What we learnt from analysing Pinterest data with machine learning

Heads up: Our Ideas Factory has been refreshed, levelled up, and grown-up into Alphero Intelligence. Some of our old posts are pretty cool tho'. Check this one out.

Mobile phone showing a grid of photos. Photo by charlesdeluvio on Unsplash

What data can we extract from a Pinterest board that can be used to filter search results, or inform new product ideas?
Image information: Who gives you more? Pinterest or Google?
We’re going to need a load more training material to teach machines about Scandi design.

Pinterest self-identifies as a visual discovery engine. It has long established itself as the go-to platform for inspiration boards — whether you’re painting a portrait, designing a costume, or decorating your home. There are over 200 billion pins saved on Pinterest; two-thirds of which are related to brands and products. It’s a haven for product discovery.

So, naturally, we wanted to see what data we could extract from a Pinterest board to inform new product ideas.

From inspiration boards to real-world purchases

Could we train a machine learning model on a particular Pinterest board, to find our inspiration items at a hardware or furniture store?

pinterest hardware store — Turning Courtyard Garden inspiration into real products

What information can we get straight from Pinterest?

There’s a limited amount of data that the Pinterest API will return.

Code snippet from Pinterest API — Not much info!

As you can see, most of the interesting contextual data is in the notes. If we analyse the notes of each Pin pinned to a Pinterest Board, surely we can get some interesting stuff back, right?

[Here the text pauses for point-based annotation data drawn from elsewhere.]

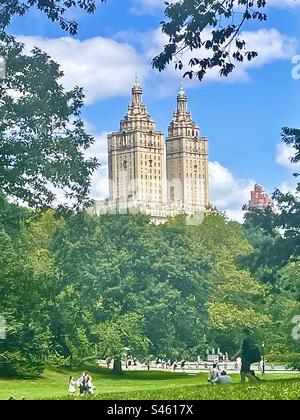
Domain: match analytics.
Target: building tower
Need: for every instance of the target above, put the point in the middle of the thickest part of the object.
(260, 199)
(136, 157)
(187, 161)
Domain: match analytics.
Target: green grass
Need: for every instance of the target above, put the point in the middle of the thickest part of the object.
(152, 385)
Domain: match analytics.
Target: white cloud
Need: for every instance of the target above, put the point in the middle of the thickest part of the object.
(227, 192)
(140, 7)
(283, 3)
(106, 67)
(103, 66)
(100, 184)
(153, 6)
(284, 154)
(270, 44)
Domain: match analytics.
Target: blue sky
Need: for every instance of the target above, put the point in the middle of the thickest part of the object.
(242, 116)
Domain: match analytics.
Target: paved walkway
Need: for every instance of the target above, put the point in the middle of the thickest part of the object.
(193, 368)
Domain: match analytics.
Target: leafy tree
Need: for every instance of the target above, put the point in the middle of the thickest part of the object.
(122, 336)
(211, 31)
(42, 137)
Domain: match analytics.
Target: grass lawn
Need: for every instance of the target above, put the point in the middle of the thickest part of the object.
(152, 385)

Contextual data from notes in Pinterest API — Turning this...

Snapshot of Pinterest dataset — ... into this!

This gives us way more insight into some of the keywords commonly associated with the Board and its Pins, but the information that is really relevant is buried into general classification which is complex to sift through.

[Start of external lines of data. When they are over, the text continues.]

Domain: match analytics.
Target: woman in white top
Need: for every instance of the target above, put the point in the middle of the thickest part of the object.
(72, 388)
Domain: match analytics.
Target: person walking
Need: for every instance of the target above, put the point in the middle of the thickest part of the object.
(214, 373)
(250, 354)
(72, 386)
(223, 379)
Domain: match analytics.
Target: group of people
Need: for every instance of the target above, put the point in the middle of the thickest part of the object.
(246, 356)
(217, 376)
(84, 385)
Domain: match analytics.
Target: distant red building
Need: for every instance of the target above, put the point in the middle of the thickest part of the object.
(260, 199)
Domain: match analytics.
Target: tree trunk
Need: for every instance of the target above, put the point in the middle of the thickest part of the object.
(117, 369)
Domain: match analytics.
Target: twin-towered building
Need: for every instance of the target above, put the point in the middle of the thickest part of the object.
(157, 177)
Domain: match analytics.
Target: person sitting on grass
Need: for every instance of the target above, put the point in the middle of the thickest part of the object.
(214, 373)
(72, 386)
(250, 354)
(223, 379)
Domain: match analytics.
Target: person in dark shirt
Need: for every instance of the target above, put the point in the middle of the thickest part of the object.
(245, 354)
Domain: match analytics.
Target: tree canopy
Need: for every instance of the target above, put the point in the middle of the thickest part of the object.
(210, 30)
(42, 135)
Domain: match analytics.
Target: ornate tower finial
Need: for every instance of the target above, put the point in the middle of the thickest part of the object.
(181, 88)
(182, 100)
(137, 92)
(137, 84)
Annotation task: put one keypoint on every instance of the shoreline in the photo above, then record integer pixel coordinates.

What can we discover about an image with Google Cloud Vision?

Compared to the surface-level data generously provided to us by Pinterest themselves, it would be fair to hypothesise that we could derive more detailed insights using Google Cloud’s pre-trained machine learning models.

Showing what information a user can get from a Pinterest Pin — Taking a Pin, and getting a whole bunch of information from it. Source Pinterest

We had way more success extracting data from individual pins than from entire Pinterest boards. At a Pin-level, it was much easier to extract a colour palette and objects from a photo using computer vision. But these labels and object classifications are still way too broad to accurately use for online shopping purposes. Chair? Plant? Table? Well, yeah…

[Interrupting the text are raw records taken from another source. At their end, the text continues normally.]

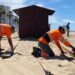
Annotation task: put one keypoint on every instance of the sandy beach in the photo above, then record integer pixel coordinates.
(23, 63)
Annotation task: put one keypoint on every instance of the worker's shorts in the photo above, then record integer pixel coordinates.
(46, 48)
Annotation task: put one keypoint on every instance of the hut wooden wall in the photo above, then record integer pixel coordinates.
(32, 23)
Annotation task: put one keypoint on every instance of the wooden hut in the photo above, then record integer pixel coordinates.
(33, 21)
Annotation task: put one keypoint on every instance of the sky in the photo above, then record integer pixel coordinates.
(64, 10)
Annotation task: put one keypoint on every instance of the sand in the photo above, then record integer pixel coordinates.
(23, 63)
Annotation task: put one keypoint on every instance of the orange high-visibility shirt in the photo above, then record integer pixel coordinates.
(5, 30)
(56, 36)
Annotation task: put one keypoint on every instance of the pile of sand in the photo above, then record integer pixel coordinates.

What else could we do with Pinterest?

Pinterest has its own tool for finding visually similar results, but it also has its mishaps.

Pinterest visually showing similar results for a search — Close enough — Let’s just hang door knobs from the kitchen ceiling!

User search on Pinterest for kitchen lights — We can do better. Source Pinterest

If we have a detailed enough image, consisting of a number of objects, we can use the Pinterest API to extract more granular data.

But as for taking those labels and chucking them into online stores as search queries?

search queries on Esty vs Amazon — Source Etsy and Amazon

It doesn’t go well.

Machines can recognise things, but just can’t categorise them accurately with the limited amount of training we were able to do based on Pinterest. Sometimes the style is more relevant than the literal object — for example, Scandinavian design. We can return more meaningful results via computer vision than we can with frequency analysis, but it needs refinement. Iterating parts of images over and over might also yield better results. We’re going to need a load more training material to teach machines about Scandi.

Regardless, even if we can get perfect information from an image, it doesn’t matter if our catalogue doesn’t return results based on that information. Search performance is important and proper tagging within a catalogue will dictate the meaningfulness of results. That’s our takeaway.